Nonprofits are vital to our communities in ways businesses and government are not. Many nonprofits are so eager to bring about change, that they will fight for changes even when there is no funding available. Creating a nonprofit has several great benefits, but the two that stand out to me are:
- You get to work on issues that really makes a difference in the lives of people, and
- It’s an opportunity to provide a much-needed service.
There’s no greater reward than making a difference in the lives of people who really need the help.
Sickle International Family Coalition (SIFC) will be a bridge between the sickle cell community here in the United States and the sickle cell community in other countries. Often growing up, I would dread the fact that I had to live with such a painful, unpredictable disease. I often asked the question, why me?

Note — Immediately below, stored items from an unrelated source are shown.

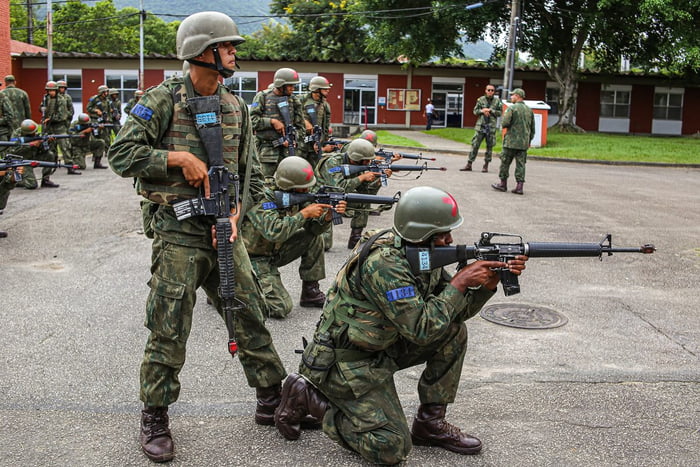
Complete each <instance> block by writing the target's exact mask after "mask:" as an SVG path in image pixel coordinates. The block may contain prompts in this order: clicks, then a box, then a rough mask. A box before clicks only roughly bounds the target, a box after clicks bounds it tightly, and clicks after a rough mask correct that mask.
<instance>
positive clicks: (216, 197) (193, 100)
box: [173, 95, 246, 356]
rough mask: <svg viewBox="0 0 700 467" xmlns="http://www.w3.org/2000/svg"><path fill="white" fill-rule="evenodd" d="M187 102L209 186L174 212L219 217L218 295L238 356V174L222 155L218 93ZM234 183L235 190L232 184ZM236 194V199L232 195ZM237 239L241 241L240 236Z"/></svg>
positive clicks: (217, 235) (173, 208) (221, 132)
mask: <svg viewBox="0 0 700 467" xmlns="http://www.w3.org/2000/svg"><path fill="white" fill-rule="evenodd" d="M187 105H188V107H189V109H190V112H191V113H192V115H193V118H194V120H195V122H196V125H197V132H198V133H199V137H200V139H201V140H202V143H203V144H204V146H205V148H206V150H207V155H208V157H209V188H210V195H209V197H208V198H207V197H206V196H205V193H204V187H200V188H199V196H197V197H196V198H193V199H186V200H184V201H179V202H176V203H173V209H174V210H175V216H176V217H177V219H178V220H184V219H187V218H190V217H192V216H213V217H214V218H215V219H216V242H217V262H218V264H219V291H218V292H219V297H221V307H222V311H223V315H224V320H225V322H226V329H227V331H228V351H229V353H230V354H231V356H235V354H236V351H237V350H238V343H236V333H235V324H234V318H235V314H236V312H237V311H239V310H242V309H244V308H245V306H246V305H245V303H243V301H241V300H240V299H239V298H237V297H236V291H235V288H236V280H235V275H234V264H233V244H232V243H230V242H229V238H231V235H232V233H233V227H232V226H231V220H230V219H229V217H230V216H231V205H232V204H233V205H234V206H235V207H236V209H239V208H240V206H239V202H240V199H239V197H238V196H239V195H238V189H239V177H238V174H233V173H231V172H229V170H228V168H226V165H225V163H224V157H223V133H222V131H223V130H222V128H221V125H220V124H219V123H218V117H219V115H220V112H221V107H220V100H219V96H218V95H216V96H203V97H194V98H191V97H189V98H187ZM230 184H232V185H233V190H234V191H233V193H230V191H229V185H230ZM232 195H233V200H232V199H231V196H232ZM238 241H241V240H240V239H239V240H238Z"/></svg>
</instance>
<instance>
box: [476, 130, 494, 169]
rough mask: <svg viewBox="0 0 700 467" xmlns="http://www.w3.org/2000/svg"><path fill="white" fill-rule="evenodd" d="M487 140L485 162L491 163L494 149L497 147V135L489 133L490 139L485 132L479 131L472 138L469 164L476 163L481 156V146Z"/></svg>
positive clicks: (492, 131) (489, 136)
mask: <svg viewBox="0 0 700 467" xmlns="http://www.w3.org/2000/svg"><path fill="white" fill-rule="evenodd" d="M483 140H486V153H485V154H484V162H491V156H492V154H493V147H494V146H495V145H496V133H495V132H493V131H492V132H489V135H488V138H487V137H486V135H485V134H484V132H483V131H477V132H475V133H474V136H473V137H472V152H470V153H469V162H474V161H475V160H476V156H477V155H478V154H479V146H481V142H482V141H483Z"/></svg>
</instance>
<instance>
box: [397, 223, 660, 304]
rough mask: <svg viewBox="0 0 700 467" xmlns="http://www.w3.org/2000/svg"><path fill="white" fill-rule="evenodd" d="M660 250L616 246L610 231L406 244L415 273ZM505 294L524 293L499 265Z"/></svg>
mask: <svg viewBox="0 0 700 467" xmlns="http://www.w3.org/2000/svg"><path fill="white" fill-rule="evenodd" d="M494 237H511V238H513V237H515V238H518V239H520V242H519V243H493V241H492V240H493V238H494ZM655 250H656V248H654V245H652V244H645V245H642V246H641V247H638V248H615V247H613V246H612V235H611V234H607V235H606V236H605V237H604V238H603V240H601V241H600V243H558V242H528V243H523V241H522V237H521V236H519V235H514V234H503V233H494V232H482V234H481V238H480V240H479V242H478V243H476V244H475V245H473V246H471V245H456V246H444V247H433V248H426V247H418V246H412V245H408V246H406V258H407V260H408V262H409V264H410V266H411V271H412V272H413V273H414V274H421V273H424V272H429V271H431V270H433V269H437V268H440V267H443V266H447V265H450V264H454V263H457V269H458V270H459V269H461V268H463V267H464V266H466V264H467V261H469V260H471V259H476V260H483V261H501V262H504V263H507V262H508V261H510V260H512V259H514V258H515V257H516V256H519V255H524V256H528V257H530V258H567V257H598V258H600V259H601V260H602V259H603V255H608V256H611V255H612V254H613V253H643V254H651V253H653V252H654V251H655ZM498 272H499V274H500V276H501V284H502V285H503V293H504V294H505V295H515V294H517V293H519V292H520V284H519V283H518V276H516V275H515V274H513V273H512V272H510V270H508V268H499V269H498Z"/></svg>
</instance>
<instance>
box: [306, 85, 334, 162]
mask: <svg viewBox="0 0 700 467" xmlns="http://www.w3.org/2000/svg"><path fill="white" fill-rule="evenodd" d="M309 107H313V109H314V111H315V113H316V124H317V125H318V126H319V127H321V142H324V141H328V139H329V137H330V133H329V130H330V127H331V106H330V104H329V103H328V101H326V100H325V99H322V100H321V101H317V100H315V99H314V98H313V94H312V93H308V94H306V95H305V96H304V98H303V100H302V109H303V110H304V118H305V119H306V120H308V121H309V122H313V120H312V119H311V116H310V115H309ZM319 149H320V148H319ZM298 155H299V156H301V157H303V158H304V159H306V160H307V161H309V163H310V164H311V165H316V163H317V162H318V160H319V157H318V153H317V152H316V151H314V143H313V141H312V142H309V143H305V144H304V145H300V149H299V154H298Z"/></svg>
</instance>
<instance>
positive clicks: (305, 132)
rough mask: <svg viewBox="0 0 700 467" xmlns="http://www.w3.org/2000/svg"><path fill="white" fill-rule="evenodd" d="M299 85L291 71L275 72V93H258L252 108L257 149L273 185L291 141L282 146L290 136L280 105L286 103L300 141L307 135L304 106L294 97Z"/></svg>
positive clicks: (286, 69)
mask: <svg viewBox="0 0 700 467" xmlns="http://www.w3.org/2000/svg"><path fill="white" fill-rule="evenodd" d="M299 83H300V79H299V73H297V72H296V71H295V70H293V69H291V68H280V69H279V70H277V71H276V72H275V76H274V80H273V82H272V86H273V87H272V89H269V88H268V89H266V90H264V91H260V92H259V93H257V94H256V95H255V98H253V103H252V104H251V106H250V119H251V121H252V123H253V129H254V131H255V147H256V148H257V150H258V156H259V157H260V165H261V167H262V172H263V175H264V176H265V179H266V181H267V182H268V183H272V178H273V176H274V174H275V170H277V165H278V164H279V163H280V162H281V161H282V159H284V158H285V157H287V156H288V155H289V154H290V148H289V141H288V140H284V142H283V143H282V142H281V138H283V137H284V136H286V134H287V128H286V124H285V121H284V119H283V118H282V114H281V112H280V108H279V104H280V103H282V104H284V103H285V102H286V103H287V107H288V109H289V116H290V118H291V120H292V121H291V122H290V123H291V124H292V126H294V129H295V131H296V136H297V139H298V138H302V140H303V135H305V134H306V125H305V123H304V115H303V112H302V108H301V102H300V101H299V98H297V97H296V96H295V95H294V89H295V88H296V86H297V84H299ZM293 149H296V148H293Z"/></svg>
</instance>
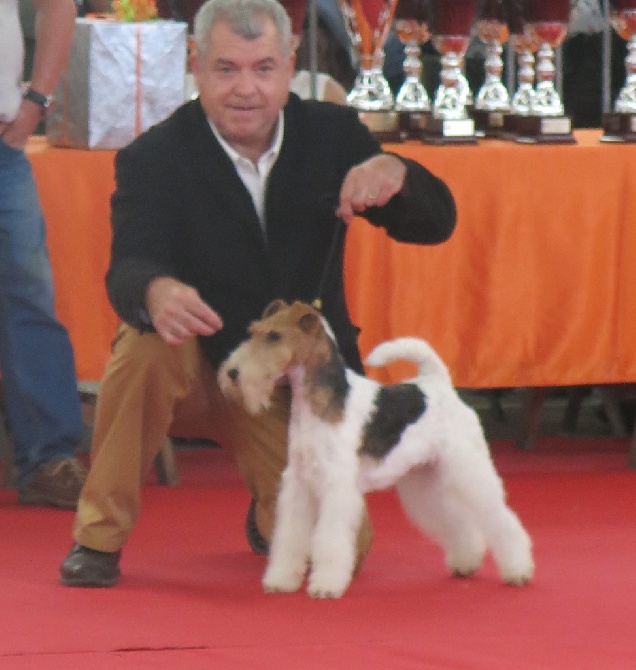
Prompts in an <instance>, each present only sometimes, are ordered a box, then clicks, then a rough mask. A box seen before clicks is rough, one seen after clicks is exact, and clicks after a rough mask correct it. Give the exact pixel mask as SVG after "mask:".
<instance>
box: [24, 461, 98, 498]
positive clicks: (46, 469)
mask: <svg viewBox="0 0 636 670" xmlns="http://www.w3.org/2000/svg"><path fill="white" fill-rule="evenodd" d="M85 479H86V468H85V467H84V466H83V465H82V464H81V463H80V462H79V461H78V460H77V458H62V459H60V460H57V461H51V462H50V463H47V464H46V465H44V466H42V467H41V468H40V469H39V470H38V471H37V472H36V473H35V477H33V479H32V480H31V481H30V482H28V483H27V484H25V485H24V486H22V487H21V488H20V489H18V503H19V504H20V505H37V506H39V507H61V508H62V509H76V508H77V500H78V498H79V495H80V491H81V490H82V486H84V480H85Z"/></svg>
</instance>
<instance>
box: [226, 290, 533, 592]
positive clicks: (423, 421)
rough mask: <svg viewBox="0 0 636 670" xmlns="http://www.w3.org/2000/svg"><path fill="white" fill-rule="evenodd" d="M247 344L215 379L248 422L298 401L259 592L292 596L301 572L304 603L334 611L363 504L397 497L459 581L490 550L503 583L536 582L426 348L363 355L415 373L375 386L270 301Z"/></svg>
mask: <svg viewBox="0 0 636 670" xmlns="http://www.w3.org/2000/svg"><path fill="white" fill-rule="evenodd" d="M249 333H250V336H251V337H250V339H248V340H246V341H245V342H243V343H242V344H241V345H239V346H238V347H237V348H236V349H235V350H234V351H233V352H232V353H231V354H230V356H229V357H228V359H227V360H226V361H225V362H224V363H223V365H222V366H221V368H220V370H219V384H220V386H221V389H222V391H223V393H224V394H225V395H226V396H227V397H228V398H231V399H233V400H237V401H241V402H242V403H243V404H244V406H245V408H246V409H247V411H249V412H251V413H253V414H256V413H258V412H260V411H261V410H263V409H266V408H267V407H268V404H269V402H270V397H271V394H272V392H273V390H274V387H275V386H276V384H277V383H280V382H281V380H282V379H283V378H284V377H287V378H288V379H289V384H290V385H291V390H292V400H291V418H290V424H289V444H288V465H287V467H286V468H285V470H284V472H283V475H282V478H281V486H280V491H279V496H278V500H277V508H276V520H275V525H274V532H273V536H272V541H271V546H270V553H269V559H268V564H267V569H266V571H265V574H264V576H263V587H264V589H265V591H266V592H269V593H275V592H291V591H296V590H298V589H299V588H300V586H301V585H302V583H303V580H304V578H305V574H306V572H307V569H308V567H309V570H310V574H309V579H308V587H307V591H308V593H309V595H310V596H312V597H314V598H339V597H340V596H341V595H342V594H343V593H344V592H345V590H346V589H347V587H348V585H349V583H350V582H351V579H352V576H353V572H354V562H355V543H356V535H357V532H358V529H359V525H360V519H361V514H362V510H363V506H364V494H365V493H366V492H368V491H373V490H376V489H384V488H387V487H390V486H393V485H395V486H396V489H397V492H398V495H399V499H400V501H401V504H402V507H403V508H404V511H405V513H406V515H407V517H408V518H409V519H410V520H411V521H412V522H413V523H414V524H415V525H416V526H417V527H418V528H419V529H420V530H422V531H423V532H425V533H426V534H428V535H429V536H430V537H431V538H432V539H434V540H435V541H436V542H437V543H438V544H440V545H441V547H442V548H443V550H444V552H445V556H446V563H447V565H448V568H449V570H450V572H451V573H452V574H453V575H455V576H468V575H471V574H472V573H474V572H475V571H476V570H477V569H478V568H479V567H480V566H481V564H482V562H483V559H484V556H485V553H486V551H487V550H488V549H490V550H491V551H492V553H493V555H494V558H495V561H496V563H497V566H498V568H499V572H500V574H501V577H502V579H503V580H504V581H505V582H506V583H508V584H512V585H522V584H526V583H527V582H529V581H530V580H531V579H532V576H533V573H534V563H533V558H532V542H531V540H530V537H529V535H528V533H527V532H526V531H525V530H524V528H523V526H522V525H521V523H520V521H519V519H518V518H517V516H516V515H515V513H514V512H513V511H512V510H511V509H510V508H509V507H508V506H507V505H506V502H505V492H504V487H503V483H502V481H501V479H500V478H499V476H498V474H497V472H496V470H495V467H494V465H493V462H492V460H491V457H490V452H489V449H488V445H487V443H486V440H485V438H484V434H483V431H482V428H481V424H480V422H479V419H478V417H477V415H476V413H475V412H474V411H473V410H472V409H471V408H470V407H468V406H467V405H466V404H464V402H462V400H461V399H460V398H459V396H458V395H457V393H456V392H455V390H454V388H453V386H452V382H451V378H450V375H449V372H448V370H447V368H446V366H445V365H444V363H443V362H442V361H441V359H440V358H439V357H438V356H437V354H436V353H435V352H434V351H433V349H432V348H431V347H430V346H429V345H428V344H427V343H426V342H424V341H423V340H419V339H416V338H399V339H396V340H393V341H390V342H385V343H383V344H380V345H379V346H378V347H376V348H375V349H374V350H373V351H372V352H371V354H370V355H369V357H368V358H367V360H366V361H365V362H366V363H367V364H368V365H370V366H373V367H378V366H382V365H385V364H387V363H390V362H392V361H394V360H398V359H407V360H411V361H413V362H415V363H416V364H417V366H418V376H417V378H415V379H412V380H409V381H407V382H404V383H400V384H394V385H389V386H383V385H382V384H379V383H378V382H376V381H373V380H371V379H368V378H366V377H363V376H362V375H359V374H357V373H355V372H354V371H352V370H350V369H348V368H346V367H345V365H344V362H343V360H342V358H341V356H340V354H339V352H338V349H337V346H336V344H335V340H334V337H333V333H332V331H331V328H330V327H329V325H328V324H327V322H326V320H325V319H324V318H323V317H322V316H321V315H320V314H319V312H318V311H317V310H315V309H314V308H313V307H311V306H309V305H306V304H303V303H300V302H295V303H293V304H292V305H287V304H286V303H285V302H283V301H280V300H279V301H275V302H273V303H271V304H270V305H269V306H268V307H267V308H266V309H265V312H264V313H263V317H262V319H261V320H260V321H256V322H254V323H252V324H251V326H250V328H249Z"/></svg>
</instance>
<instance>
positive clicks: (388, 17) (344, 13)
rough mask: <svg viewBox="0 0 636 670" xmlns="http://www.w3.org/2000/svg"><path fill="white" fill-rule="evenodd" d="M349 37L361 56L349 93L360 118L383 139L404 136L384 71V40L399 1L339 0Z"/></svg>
mask: <svg viewBox="0 0 636 670" xmlns="http://www.w3.org/2000/svg"><path fill="white" fill-rule="evenodd" d="M339 2H340V8H341V10H342V15H343V18H344V21H345V26H346V28H347V32H348V34H349V38H350V39H351V42H352V44H353V47H354V49H355V50H356V51H357V53H358V56H359V59H360V72H359V73H358V75H357V77H356V79H355V81H354V84H353V88H352V89H351V91H350V92H349V95H348V96H347V103H348V104H349V105H351V106H352V107H355V108H356V109H357V110H358V114H359V116H360V119H361V120H362V122H363V123H365V124H366V126H367V127H368V128H369V130H370V131H371V132H372V133H373V134H374V135H375V136H376V137H378V139H380V140H381V141H387V142H391V141H397V140H399V139H400V132H399V118H398V114H397V112H396V111H395V110H394V109H393V106H394V99H393V92H392V91H391V87H390V86H389V83H388V82H387V80H386V78H385V77H384V74H383V73H382V66H383V65H384V43H385V42H386V38H387V36H388V33H389V29H390V28H391V23H392V21H393V14H394V12H395V7H396V5H397V0H373V2H371V1H369V0H339Z"/></svg>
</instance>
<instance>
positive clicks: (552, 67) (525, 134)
mask: <svg viewBox="0 0 636 670" xmlns="http://www.w3.org/2000/svg"><path fill="white" fill-rule="evenodd" d="M569 14H570V0H526V19H527V23H526V29H525V33H526V37H527V38H528V40H530V41H531V42H534V41H536V42H538V43H539V45H540V46H539V49H538V51H537V56H536V59H537V64H536V69H535V74H536V79H537V85H536V90H535V95H534V96H533V98H532V102H531V104H530V113H529V114H527V115H524V116H518V117H517V120H516V126H517V133H518V134H517V137H516V140H517V142H526V143H536V142H539V143H546V142H551V143H557V142H559V143H563V142H574V136H573V135H572V120H571V119H570V118H569V117H568V116H565V114H564V109H563V103H562V102H561V97H560V96H559V93H558V91H557V90H556V88H555V86H554V79H555V74H556V68H555V65H554V49H555V48H556V47H558V46H560V45H561V43H562V42H563V40H564V39H565V36H566V34H567V30H568V20H569Z"/></svg>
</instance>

After educating myself about Sickle Cell Disease (SCD) and meeting people and families living with SCD in other countries, I quickly began to understand that there is always someone worse off than you/me. I stopped asking the question “why” and began developing a spirit of gratitude. I learned that 50% of babies born in some parts of Africa die before the age of 5; I also discovered that people in Africa stigmatize SCD by calling the disease a curse and that kids living with the disease are often discouraged from attending school with kids who are healthy. Another major issue is the lack of misunderstanding of the disease from their families, and more importantly, the medical community.
Thus the need for nonprofit organizations, which really focus on the disparities while dispelling the myths and stigmas of this invisible disease. The United States is often looked to as a leader by many other countries. The purpose of starting an International nonprofit like SIFC is to use its many resources to improve care in those countries where the SCD community suffers in silence.
It’s cool to change your community, however, SIFC wants to change the World of SCD. We won’t feel our job is done until the world knows SCD like they know cancer. So if you have a burning PASSION inside of you, don’t look around for others to make change when you can.
Nonprofits are truly VEHICLES of CHANGE!
Dominique Friend is an activist for Sickle Cell Disease awareness (SCD) and research who currently resides in Atlanta GA, but who grew up in Baltimore, Maryland and attended Baltimore City Public Schools. She is a wife, the mother of five wonderful children and has two beautiful granddaughters. Although her illness prevented her from graduating high school, she obtained her GED and then completed post-secondary courses in Creative Writing. Now a published author, Dominique has captured the essence of her daily struggles with the unpredictability and pain of Sickle Cell Disease in her autobiography, SICKLE, A Story of Pain, Purpose, and Perseverance. Dominique’s story was written in another book entitled Uncommon Challenges; Shared Journeys. She has become an activist who is raising awareness of Sickle Cell Disease and advocating for improved treatment for people living with Sickle Cell Disease. She is the founder of the Sickle International Family Coalition, an international network of families, individuals and organizations.